Setelah itu, Amy membuka koper memasukan sepatu hak tinggi itu dan menggantinya dengan sandal jepit. Sontak, itu membuat Tan merasa heran. Sejurus kemudian, manik matanya melihat pergelangan kaki Amy yang tak selaras. Kaki kiri lebih besar dibandingkan kaki kanannya. Tan terkejut, lantas tanpa ragu di turun dari duduk dan berjongkok di hadapan Amy.
Tindakan itu juga membuat Amy terkejut, dengan spontan Amy menggerakkan kaki kanannya. Hingga tanpa sengaja menendang Tan yang ada di hadapannya. Sontak, Tan terjungkal diiringi dengan tawa renyahnya.

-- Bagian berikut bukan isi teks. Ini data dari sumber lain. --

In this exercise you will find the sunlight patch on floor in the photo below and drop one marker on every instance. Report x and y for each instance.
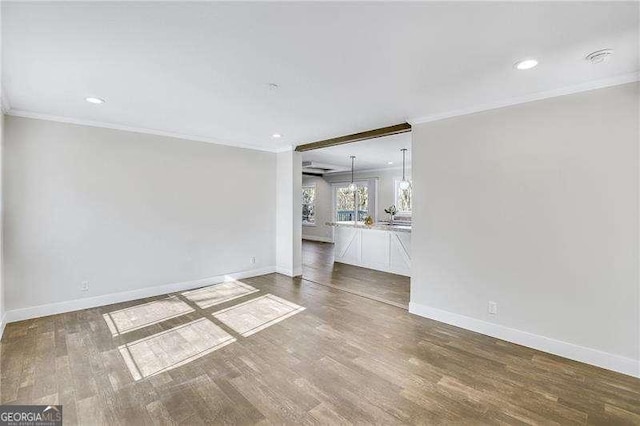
(173, 348)
(140, 316)
(257, 314)
(218, 293)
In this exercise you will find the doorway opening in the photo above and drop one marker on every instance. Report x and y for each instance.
(356, 222)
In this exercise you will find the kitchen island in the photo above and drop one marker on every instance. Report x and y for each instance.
(380, 246)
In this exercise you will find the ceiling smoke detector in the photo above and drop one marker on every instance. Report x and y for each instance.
(599, 56)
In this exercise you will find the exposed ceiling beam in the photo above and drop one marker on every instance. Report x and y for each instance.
(369, 134)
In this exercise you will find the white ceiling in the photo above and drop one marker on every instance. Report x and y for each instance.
(371, 154)
(202, 69)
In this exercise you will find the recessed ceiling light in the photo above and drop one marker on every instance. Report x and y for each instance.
(526, 64)
(599, 56)
(93, 100)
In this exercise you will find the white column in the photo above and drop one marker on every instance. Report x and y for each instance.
(289, 213)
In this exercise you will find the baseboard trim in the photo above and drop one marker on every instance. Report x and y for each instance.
(3, 322)
(125, 296)
(591, 356)
(316, 238)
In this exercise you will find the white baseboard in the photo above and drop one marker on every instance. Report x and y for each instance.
(107, 299)
(3, 322)
(568, 350)
(316, 238)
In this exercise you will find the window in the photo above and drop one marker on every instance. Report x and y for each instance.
(404, 198)
(309, 205)
(346, 202)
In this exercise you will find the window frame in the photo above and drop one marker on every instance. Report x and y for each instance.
(372, 190)
(315, 195)
(396, 192)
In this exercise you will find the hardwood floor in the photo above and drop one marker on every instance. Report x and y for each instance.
(318, 266)
(341, 359)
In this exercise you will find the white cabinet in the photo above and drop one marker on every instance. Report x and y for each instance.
(382, 250)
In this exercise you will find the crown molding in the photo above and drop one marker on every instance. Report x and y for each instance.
(376, 169)
(569, 90)
(68, 120)
(283, 149)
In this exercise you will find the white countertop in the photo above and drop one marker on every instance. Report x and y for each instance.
(378, 226)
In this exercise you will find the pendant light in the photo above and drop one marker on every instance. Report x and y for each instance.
(352, 185)
(405, 183)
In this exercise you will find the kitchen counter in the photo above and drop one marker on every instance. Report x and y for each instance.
(383, 226)
(381, 246)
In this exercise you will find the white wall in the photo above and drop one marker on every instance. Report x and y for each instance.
(2, 303)
(534, 207)
(324, 212)
(289, 214)
(127, 211)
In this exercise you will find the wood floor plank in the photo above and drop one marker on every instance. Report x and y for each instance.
(345, 359)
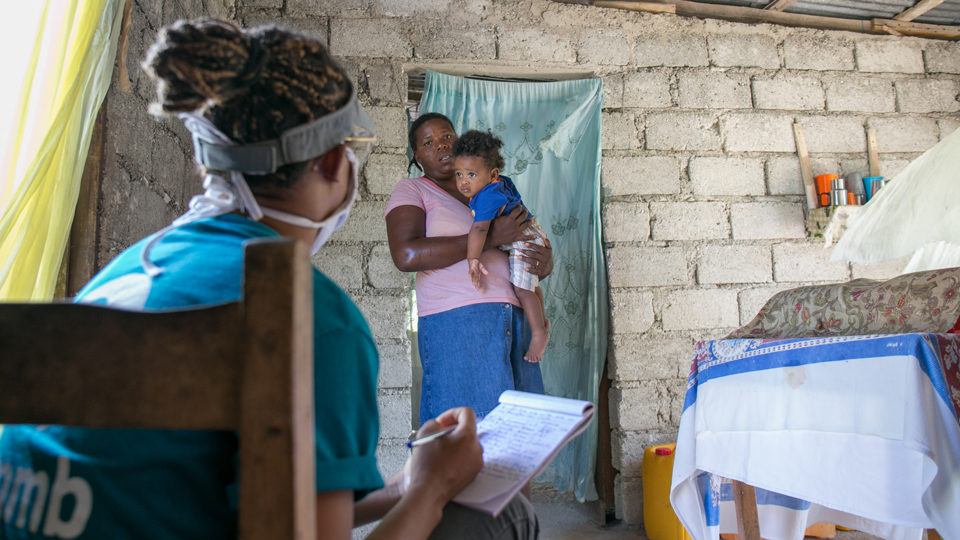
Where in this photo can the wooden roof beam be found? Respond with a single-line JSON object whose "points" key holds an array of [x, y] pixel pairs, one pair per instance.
{"points": [[779, 5], [917, 10]]}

"Astaga, Tuan Presdir maafkan diriku," sesal Amy seraya beringsut dan berniat untuk membantu Tan bangun.
Lagi, Tan tertawa.
"Stop!" cegah Tan.
Seketika Amy mematung, tak bergerak sama sekali. Hal itu membuat tawa Tan pecah lagi dan lagi. Dia bangkit, kemudian memeriksa pergelangan kaki gadis culun di hadapannya.
"Wua! Apa ini infeksi zombie?" selorohnya seraya membanting tubuh kekarnya ke belakang.
"Apa?" sahut Amy dengan ekspresi polosnya.
Sontak kelakuan bosnya membuat Sham menepuk jidat. Namun, tak lama setelah itu, dia mendengar suara ambulan yang dipanggilnya tadi. Tan dan Amy pun mendengarnya.
Tanpa di duga, Tan kembali menggendong Amy yang tengah fokus pada Ambulan yang datang. Dia berlari menuju ambulans dengan tawa khas yang terdengar sama.
"Hahaha, Hahaha!"
"Presdir!" teriak Sham, setelah menyadari kegilaan bosnya.